Le Monastère Saint Benoît de Koubri a été officiellement fondé en 1963, même si les premiers moines, des Français au nombre de sept, sont arrivés deux ans plus tôt. Aujourd’hui, le Monastère abrite une vingtaine de moines de trois nationalités : burkinabè, malienne et tchadienne. On y trouve également la communauté des moniales. Le charisme des moines est la prière pour le monde, l’Eglise et le Burkina Faso. Selon le Prieur administrateur, Frère Jean Christophe Ouédraogo, la devise des Bénédictins est « Pax », la paix en latin. Mais il leur arrive d’ajouter « Aura et labora » qui signifie « prie et travaille ».

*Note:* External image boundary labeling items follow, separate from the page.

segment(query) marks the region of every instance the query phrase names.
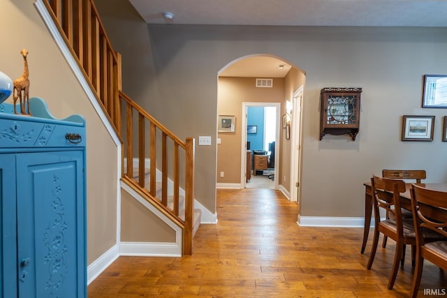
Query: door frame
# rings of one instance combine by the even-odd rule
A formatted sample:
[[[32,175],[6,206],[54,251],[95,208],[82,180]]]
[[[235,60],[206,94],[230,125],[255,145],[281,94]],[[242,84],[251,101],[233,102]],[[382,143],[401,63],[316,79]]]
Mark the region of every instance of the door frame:
[[[302,126],[303,85],[292,96],[292,123],[291,127],[291,201],[300,202],[301,196],[301,128]],[[297,186],[298,184],[298,186]]]
[[[274,136],[274,189],[278,188],[278,174],[279,173],[278,170],[277,165],[279,165],[279,127],[281,121],[281,103],[251,103],[251,102],[242,102],[242,112],[241,113],[242,124],[241,124],[241,165],[240,165],[240,186],[241,189],[245,188],[245,177],[247,177],[247,107],[273,107],[277,110],[277,125],[275,129]]]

C’est donc fort de cette devise que les moines en plus de la prière, pratiquent l’élevage, le conditionnement du lait frais de vache (Le yaourt de Koubri est produit par les moniales), la culture des agrumes, de la papaye et la transformation de ces fruits en confiture. Les moines s’investissent également pour le développement économique et social de la commune et partant du Burkina Faso. Selon le Frère Amos Zongo, les statistiques du ministère de l’eau indiquent que depuis leur arrivée au Burkina Faso, les moines ont réalisé 120 retenues d’eau. A quelques encablures du monastère, un barrage a été construit en 1971 avant que sa digue ne cède en 2005. Une école primaire a été déjà construite près du monastère et un collège et un bâtiment administratif sont actuellement en construction.